Key takeaway: organizational size does not dictate maturity
EXL assessed each of the 14 report participants in seven separate areas. These were:
1. Operating model within credit risk analytics
2. Credit risk modelling for customer acquisition
3. Data capabilities
4. Credit risk strategy for existing customer management
5. Credit modelling strategy for existing customer management
6. Model governance and management
7. Validation and implementation agility
The study results show that the two leading banks have the most mature credit risk analytics maturity level, while the five other large banks generally vary somewhere in the middle of the spectrum between “leader” and “laggard” under the “peer” category. Only two of the five large banks achieved “leader” status, respectively in one and two of the seven assessed areas, while all five were categorized as “laggard” in at least one area.

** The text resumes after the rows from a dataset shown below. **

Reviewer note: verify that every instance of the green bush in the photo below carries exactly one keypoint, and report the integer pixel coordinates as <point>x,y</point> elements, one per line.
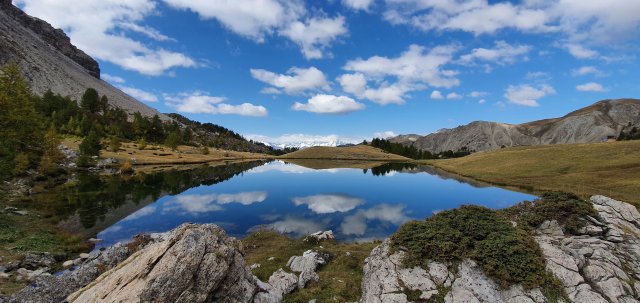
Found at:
<point>507,254</point>
<point>566,208</point>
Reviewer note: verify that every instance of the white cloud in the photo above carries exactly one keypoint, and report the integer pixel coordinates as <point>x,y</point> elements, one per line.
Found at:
<point>203,103</point>
<point>454,96</point>
<point>385,134</point>
<point>436,95</point>
<point>475,16</point>
<point>502,53</point>
<point>112,79</point>
<point>295,81</point>
<point>327,204</point>
<point>477,94</point>
<point>586,70</point>
<point>581,52</point>
<point>205,203</point>
<point>591,87</point>
<point>414,69</point>
<point>254,19</point>
<point>601,21</point>
<point>358,4</point>
<point>304,140</point>
<point>356,224</point>
<point>297,226</point>
<point>104,34</point>
<point>329,104</point>
<point>527,95</point>
<point>315,34</point>
<point>139,94</point>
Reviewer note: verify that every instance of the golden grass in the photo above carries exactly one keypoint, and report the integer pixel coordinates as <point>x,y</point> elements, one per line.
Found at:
<point>358,152</point>
<point>610,168</point>
<point>159,155</point>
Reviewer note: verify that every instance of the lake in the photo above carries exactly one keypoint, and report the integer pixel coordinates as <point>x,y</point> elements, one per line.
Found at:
<point>357,204</point>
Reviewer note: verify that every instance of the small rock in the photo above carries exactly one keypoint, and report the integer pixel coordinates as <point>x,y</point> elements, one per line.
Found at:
<point>322,235</point>
<point>283,282</point>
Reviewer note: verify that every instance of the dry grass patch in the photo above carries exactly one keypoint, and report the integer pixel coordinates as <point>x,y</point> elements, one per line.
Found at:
<point>611,168</point>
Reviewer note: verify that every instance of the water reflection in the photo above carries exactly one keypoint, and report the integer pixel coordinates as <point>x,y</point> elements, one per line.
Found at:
<point>358,204</point>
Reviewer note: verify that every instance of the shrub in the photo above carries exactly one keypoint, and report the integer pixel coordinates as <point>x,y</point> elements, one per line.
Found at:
<point>566,208</point>
<point>507,254</point>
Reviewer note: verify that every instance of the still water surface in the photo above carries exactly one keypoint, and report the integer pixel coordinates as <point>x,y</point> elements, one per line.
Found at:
<point>357,204</point>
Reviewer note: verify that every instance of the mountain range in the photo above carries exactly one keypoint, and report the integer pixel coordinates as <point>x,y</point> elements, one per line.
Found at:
<point>598,122</point>
<point>50,61</point>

The medium-sized banks were by and large laggards across the seven capabilities assessed, with the odd outlier category exception of “peer” or “leader”. What may surprise is that the three mature start-ups and one early-stage start-up ranked just after the two leader banks in terms of advancement, taking advantage of their ability to respond with agility to pace of market change.
There are three driving areas that the leading two large banks implement to a high degree of excellence, which enables them to achieve optimal credit risk performance. These are data and its use, speed of implementation, and machine learning models and their management.
The Elements driving a leading (or laggard) credit risk strategy
There are notable things that the leading organisations do to achieve high credit risk analytics performance. Conversely, the laggards also display a series of common traits.
What makes a credit risk leader?
The leading organisations generally display accomplished performance in modelling and strategy.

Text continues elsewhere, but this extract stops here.